いきなり学園の内側から黒い物体が飛び出し、大空へ羽ばたく。

晴天な青空には不似合いなソレを見つめていると、



「魔獣だっ!みんな早く避難しろ!!」


「っ、ココっ!逃げるわよ!?」


「わっ!」


誰かの叫び声が聞こえた。

お母様は切羽詰まったように言うと私を抱き上げ、走り出す。

周りの人々も同じように逃げていた。


しかし、走り出してすぐに大きな影がかかり、思わず上を見上げた。そこにいたのは黒くて大きな鳥だった。私が今まで見た小さくて可愛い鳥とはまったく違う。鋭い嘴と爪に恐怖を与えるような目付きに怯え、お母様の洋服を握りしめた。



あっという間に街の中心地まで来た魔獣は大きな翼を使い、暴風ともいえる風を起こし、木や建物を次々に破壊していく。


私達の前になぎ倒れた木が道を塞いでしまった。お母様はすぐに違う道を探し、そちらに向かおうとしたその時、女性の悲鳴が聞こえた。



「あっ…!」


その方向を見ると小柄な女性が恐怖で腰を抜かし蹲っていた。その腕の中には小さな赤ちゃんが。赤ちゃんは泣き声をあげており、その声に反応した魔獣はその親子に近づこうとする。



「ーーーだめぇ!!」


咄嗟に私は魔獣に向かって大声をあげていた。


ピクッと身体を揺らした魔獣は私達の方に視線を向けた。ギロッと目を剥き出すようにして睨み、地面に着地する。




「フォース夫人!ご無事ですか!?」


「わたくし達は大丈夫ですので、あちらの女性と赤子の避難をお願いします。」


魔獣の背後から剣を持ってやって来たのは王宮騎士団。その内の1人がマリアンナに声をかける。彼女は魔獣の視線を外さないまま、冷静にそう告げた。



「しかしーー、」


「早くして下さい。迷ってる時間はありません。」


騎士の言葉を断ち切り、ぴしゃりと言い放つマリアンナ。実際、マリアンナとココティアーナの周りは倒れた木や崩れた瓦礫で道を塞がれており、追い詰められていた。彼女と会話した騎士は、一番危険な状態である公爵夫人と令嬢を優先しようとした。しかし、マリアンナの言葉に彼は別の騎士に指示を出し、端で蹲る親子を避難させた。



『ギュルルルッーー』


魔獣は唸り声をあげる。それは何かに苦しんでいるようにココティアーナは思えた。


すると、騎士らは魔獣の注意を自分達に向けようと攻撃をしかける。剣を振ると、鋭い風が魔獣の身体を傷付けた。
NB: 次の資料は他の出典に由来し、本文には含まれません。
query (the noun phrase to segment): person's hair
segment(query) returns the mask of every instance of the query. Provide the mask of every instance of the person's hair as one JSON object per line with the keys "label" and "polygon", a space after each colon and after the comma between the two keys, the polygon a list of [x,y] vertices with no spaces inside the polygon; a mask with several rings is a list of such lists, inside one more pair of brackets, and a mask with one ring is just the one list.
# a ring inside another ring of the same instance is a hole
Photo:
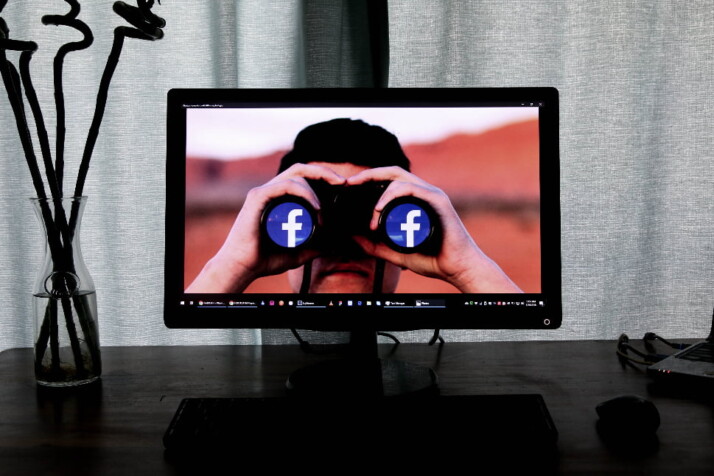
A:
{"label": "person's hair", "polygon": [[280,161],[278,173],[293,164],[350,163],[369,168],[396,165],[409,171],[409,159],[397,137],[362,120],[333,119],[298,133],[293,150]]}

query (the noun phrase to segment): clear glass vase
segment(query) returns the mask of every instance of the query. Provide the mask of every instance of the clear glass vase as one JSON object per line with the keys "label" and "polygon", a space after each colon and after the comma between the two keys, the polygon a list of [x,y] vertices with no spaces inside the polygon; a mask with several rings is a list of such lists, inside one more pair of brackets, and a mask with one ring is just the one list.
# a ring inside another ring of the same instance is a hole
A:
{"label": "clear glass vase", "polygon": [[45,247],[32,291],[35,377],[43,386],[85,385],[102,373],[96,290],[79,245],[85,202],[32,199]]}

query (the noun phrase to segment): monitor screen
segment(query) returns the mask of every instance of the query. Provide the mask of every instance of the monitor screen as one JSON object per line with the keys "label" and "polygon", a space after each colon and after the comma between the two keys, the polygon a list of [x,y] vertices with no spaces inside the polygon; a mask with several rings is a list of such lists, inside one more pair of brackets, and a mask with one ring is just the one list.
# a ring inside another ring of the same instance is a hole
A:
{"label": "monitor screen", "polygon": [[168,94],[165,322],[561,322],[553,88]]}

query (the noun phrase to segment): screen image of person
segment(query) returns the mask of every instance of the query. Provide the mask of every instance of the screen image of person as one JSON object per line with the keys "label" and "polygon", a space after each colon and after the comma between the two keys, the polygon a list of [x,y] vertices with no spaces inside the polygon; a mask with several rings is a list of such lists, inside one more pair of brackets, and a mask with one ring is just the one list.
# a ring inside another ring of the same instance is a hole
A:
{"label": "screen image of person", "polygon": [[286,273],[293,292],[393,293],[406,270],[456,292],[521,292],[447,194],[411,172],[395,135],[340,118],[297,135],[186,292],[241,293]]}

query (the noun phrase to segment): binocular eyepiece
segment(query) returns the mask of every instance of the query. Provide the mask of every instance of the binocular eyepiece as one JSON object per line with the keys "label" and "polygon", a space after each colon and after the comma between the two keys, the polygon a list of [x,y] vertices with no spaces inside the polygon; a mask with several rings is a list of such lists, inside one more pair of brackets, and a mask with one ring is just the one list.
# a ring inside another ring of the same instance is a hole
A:
{"label": "binocular eyepiece", "polygon": [[284,195],[263,210],[261,237],[273,250],[310,247],[325,253],[349,256],[361,248],[355,235],[385,243],[400,253],[434,255],[441,245],[441,226],[434,209],[424,200],[404,196],[387,204],[376,231],[369,228],[374,206],[389,182],[361,185],[330,185],[308,180],[320,200],[320,219],[303,198]]}

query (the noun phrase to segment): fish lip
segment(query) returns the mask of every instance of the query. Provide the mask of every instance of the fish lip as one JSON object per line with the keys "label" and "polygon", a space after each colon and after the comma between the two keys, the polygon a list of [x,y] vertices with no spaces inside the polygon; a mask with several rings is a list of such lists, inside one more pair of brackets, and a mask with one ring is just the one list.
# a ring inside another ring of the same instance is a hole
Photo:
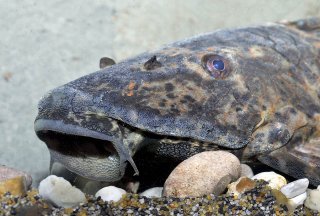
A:
{"label": "fish lip", "polygon": [[65,124],[62,120],[37,119],[34,123],[34,130],[37,135],[43,131],[51,130],[61,134],[91,137],[95,139],[110,141],[112,143],[117,142],[117,140],[115,140],[111,136],[77,125]]}
{"label": "fish lip", "polygon": [[[40,139],[41,139],[42,132],[53,131],[53,132],[65,134],[65,135],[81,136],[81,137],[87,137],[87,138],[93,138],[93,139],[105,140],[105,141],[111,142],[120,158],[120,176],[119,176],[119,179],[117,180],[120,180],[124,175],[125,168],[126,168],[126,161],[128,161],[132,165],[133,169],[135,170],[135,174],[136,175],[139,174],[139,171],[131,155],[129,154],[125,146],[123,146],[122,141],[112,136],[108,136],[102,132],[97,132],[97,131],[90,130],[88,128],[80,127],[77,125],[66,124],[62,120],[51,120],[51,119],[41,119],[41,118],[36,119],[34,123],[34,130]],[[102,179],[99,179],[99,180],[102,180]]]}

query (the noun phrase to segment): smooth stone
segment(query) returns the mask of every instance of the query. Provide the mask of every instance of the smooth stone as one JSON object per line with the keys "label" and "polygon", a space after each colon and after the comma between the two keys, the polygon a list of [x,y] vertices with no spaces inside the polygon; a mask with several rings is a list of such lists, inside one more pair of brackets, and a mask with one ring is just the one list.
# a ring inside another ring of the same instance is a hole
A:
{"label": "smooth stone", "polygon": [[276,198],[278,205],[285,205],[288,208],[288,215],[293,215],[294,210],[303,204],[307,193],[288,199],[280,190],[272,189],[272,195]]}
{"label": "smooth stone", "polygon": [[307,199],[305,200],[304,205],[309,209],[320,211],[320,185],[317,189],[307,190]]}
{"label": "smooth stone", "polygon": [[115,186],[108,186],[100,189],[95,197],[101,197],[103,201],[114,201],[118,202],[124,194],[127,192],[121,188],[115,187]]}
{"label": "smooth stone", "polygon": [[309,180],[307,178],[298,179],[284,185],[280,191],[289,199],[299,196],[306,192],[309,186]]}
{"label": "smooth stone", "polygon": [[255,181],[246,176],[242,176],[237,181],[228,185],[227,194],[233,194],[235,197],[240,198],[241,194],[253,189],[255,186]]}
{"label": "smooth stone", "polygon": [[281,187],[287,184],[287,180],[282,175],[275,172],[261,172],[254,175],[251,179],[262,179],[269,182],[272,189],[280,190]]}
{"label": "smooth stone", "polygon": [[303,202],[307,198],[307,192],[304,192],[298,196],[295,196],[294,198],[288,199],[287,207],[290,210],[296,209],[298,206],[302,205]]}
{"label": "smooth stone", "polygon": [[240,176],[245,176],[248,178],[253,177],[253,171],[251,167],[249,167],[247,164],[241,164],[241,174]]}
{"label": "smooth stone", "polygon": [[27,189],[31,188],[32,184],[32,177],[26,172],[7,167],[4,165],[0,165],[0,181],[4,181],[7,179],[12,179],[18,176],[24,176],[25,177],[25,182],[26,182],[26,187]]}
{"label": "smooth stone", "polygon": [[151,197],[162,197],[162,191],[163,191],[163,187],[153,187],[153,188],[149,188],[145,191],[143,191],[142,193],[140,193],[140,196],[145,196],[148,198]]}
{"label": "smooth stone", "polygon": [[71,208],[86,202],[84,193],[62,177],[50,175],[40,182],[40,196],[55,206]]}
{"label": "smooth stone", "polygon": [[226,151],[205,151],[181,162],[169,175],[163,196],[221,194],[240,177],[239,159]]}
{"label": "smooth stone", "polygon": [[0,181],[0,195],[10,192],[12,195],[25,195],[27,192],[27,182],[24,176],[16,176],[11,179]]}

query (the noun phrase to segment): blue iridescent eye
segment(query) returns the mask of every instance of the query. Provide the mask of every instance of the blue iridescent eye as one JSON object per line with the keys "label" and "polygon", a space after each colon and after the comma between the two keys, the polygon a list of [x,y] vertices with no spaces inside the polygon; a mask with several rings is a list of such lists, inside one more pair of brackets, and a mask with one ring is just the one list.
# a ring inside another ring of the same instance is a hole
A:
{"label": "blue iridescent eye", "polygon": [[222,60],[213,60],[212,61],[212,66],[214,69],[223,71],[224,70],[224,62]]}
{"label": "blue iridescent eye", "polygon": [[224,79],[231,72],[228,59],[220,55],[208,54],[202,57],[203,68],[210,73],[214,79]]}

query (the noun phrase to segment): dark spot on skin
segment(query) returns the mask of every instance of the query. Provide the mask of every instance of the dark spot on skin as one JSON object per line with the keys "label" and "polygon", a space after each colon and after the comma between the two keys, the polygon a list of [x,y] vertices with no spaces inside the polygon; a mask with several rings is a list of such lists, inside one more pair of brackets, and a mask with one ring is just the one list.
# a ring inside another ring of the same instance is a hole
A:
{"label": "dark spot on skin", "polygon": [[153,70],[156,68],[161,67],[161,63],[157,60],[156,56],[152,56],[148,61],[146,61],[146,63],[144,63],[143,67],[146,70]]}
{"label": "dark spot on skin", "polygon": [[282,116],[281,116],[281,113],[279,113],[279,112],[276,112],[275,114],[274,114],[274,116],[277,118],[277,119],[280,119]]}
{"label": "dark spot on skin", "polygon": [[151,91],[152,90],[150,87],[147,87],[147,86],[143,86],[142,89],[146,90],[146,91]]}
{"label": "dark spot on skin", "polygon": [[246,104],[249,101],[251,96],[249,92],[245,94],[240,94],[240,92],[236,92],[236,91],[234,91],[232,95],[234,99],[240,104]]}
{"label": "dark spot on skin", "polygon": [[160,103],[159,103],[159,106],[160,106],[160,107],[165,107],[166,104],[165,104],[164,102],[160,102]]}
{"label": "dark spot on skin", "polygon": [[293,115],[296,115],[296,114],[297,114],[297,111],[296,111],[294,108],[292,108],[292,107],[290,107],[289,112],[290,112],[291,114],[293,114]]}
{"label": "dark spot on skin", "polygon": [[177,108],[172,108],[170,109],[171,112],[175,113],[175,114],[179,114],[180,111]]}
{"label": "dark spot on skin", "polygon": [[254,138],[263,138],[264,137],[264,133],[257,133]]}
{"label": "dark spot on skin", "polygon": [[274,128],[272,131],[269,132],[268,142],[273,144],[279,141],[282,144],[286,144],[290,139],[290,133],[287,129],[283,128]]}
{"label": "dark spot on skin", "polygon": [[187,101],[190,101],[190,102],[195,102],[195,101],[196,101],[196,100],[193,99],[193,97],[191,97],[190,95],[185,95],[185,96],[183,96],[183,98],[184,98],[185,100],[187,100]]}
{"label": "dark spot on skin", "polygon": [[263,111],[266,111],[267,110],[267,107],[265,105],[262,105],[262,110]]}
{"label": "dark spot on skin", "polygon": [[164,88],[166,89],[167,92],[171,92],[174,90],[174,86],[172,85],[172,83],[166,83]]}
{"label": "dark spot on skin", "polygon": [[168,98],[170,98],[170,99],[176,98],[176,96],[174,96],[174,94],[173,94],[173,93],[169,93],[169,94],[167,94],[167,97],[168,97]]}
{"label": "dark spot on skin", "polygon": [[237,111],[237,112],[241,112],[241,111],[242,111],[242,108],[241,108],[241,107],[237,107],[237,108],[236,108],[236,111]]}
{"label": "dark spot on skin", "polygon": [[274,114],[275,118],[278,119],[279,122],[287,122],[288,118],[282,113],[276,112]]}
{"label": "dark spot on skin", "polygon": [[281,136],[278,137],[278,140],[279,140],[282,144],[286,144],[286,143],[288,142],[289,138],[290,138],[290,133],[289,133],[289,131],[288,131],[287,129],[285,129],[285,130],[282,132]]}
{"label": "dark spot on skin", "polygon": [[180,103],[185,104],[185,103],[187,103],[187,101],[186,100],[180,100]]}

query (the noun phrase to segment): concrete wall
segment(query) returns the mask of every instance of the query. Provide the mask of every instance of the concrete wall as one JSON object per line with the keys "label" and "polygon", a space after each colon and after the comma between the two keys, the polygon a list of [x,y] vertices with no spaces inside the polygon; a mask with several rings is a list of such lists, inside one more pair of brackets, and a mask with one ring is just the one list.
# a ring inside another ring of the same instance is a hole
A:
{"label": "concrete wall", "polygon": [[319,0],[0,1],[0,164],[47,175],[37,102],[48,90],[116,61],[217,28],[319,15]]}

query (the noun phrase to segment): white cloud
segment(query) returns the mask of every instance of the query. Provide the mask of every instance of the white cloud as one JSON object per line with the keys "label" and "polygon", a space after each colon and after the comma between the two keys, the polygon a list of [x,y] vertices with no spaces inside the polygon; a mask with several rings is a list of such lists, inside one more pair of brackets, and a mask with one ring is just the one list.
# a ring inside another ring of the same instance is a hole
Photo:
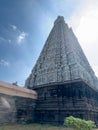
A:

 ーーすごい。剣はただ斬るだけでなく、魔力を剣に纏わせて攻撃することが出来るんだ。



初めて見たココティアーナは目が釘付けになる。だか、魔獣はあまりダメージを食らっていないようで、



「くっ…!なかなかしぶといな。こいつは一体……、」


「魔法学園の教師による情報だと、Bランクらしい。」


「デュラン団長!Bランクって、かなり上位の魔獣ではないですか!?」


「あぁ、普段は実技の為に学園が調教して、管理を行なっている。だが、何故か暴走をしてしまったようだ」



どうやらこの王宮騎士団を取り纏める団長ジャック・デュランが合流したようだ。騎士らとは少し違う服装を身にまとい、スッとした切れ長な瞳は冷静に周りの状況を見つめる。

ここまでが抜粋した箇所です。